Field-doping of C60 crystals: A view form theory

TL;DR

This paper investigates the effects of strong electric fields on C60 crystals to evaluate the feasibility of field-effect doping, analyzing electronic structure stability and potential phase transitions.

Contribution

It provides a theoretical assessment of the maximum electric field strength that preserves the electronic structure of C60, informing the limits of field-effect doping.

Findings

Electronic structure remains stable up to a certain field strength.

Beyond this field, the electronic structure changes significantly.

Discussion of potential metal-insulator transitions and superconductivity mechanisms.

Abstract

The proposal of using the field-effect for doping organic crystals has raised enormous interest.
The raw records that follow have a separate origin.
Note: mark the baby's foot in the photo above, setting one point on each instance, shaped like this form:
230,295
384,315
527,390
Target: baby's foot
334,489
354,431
To assess the feasibility of such an approach, we investigate the effect of a strong electric field on the electronic structure of C60 crystals. Calculating the polarization of the molecules and the splittings of the molecular levels as a function of the external field, we determine up to what field-strengths the electronic structure of C60 stays essentially unchanged, so that one can speak of field-effect doping, in the sense of putting charge carriers into otherwise unchanged states. Beyond these field strengths, the electronic structure changes so much, that on can no longer speak of a doped system. In addition, we address the question of a metal-insulator transition at integer dopings and briefly review proposed mechanisms for explaining an increase of the superconducting transition temperature in field-doped C60 that is intercalated with haloform molecules.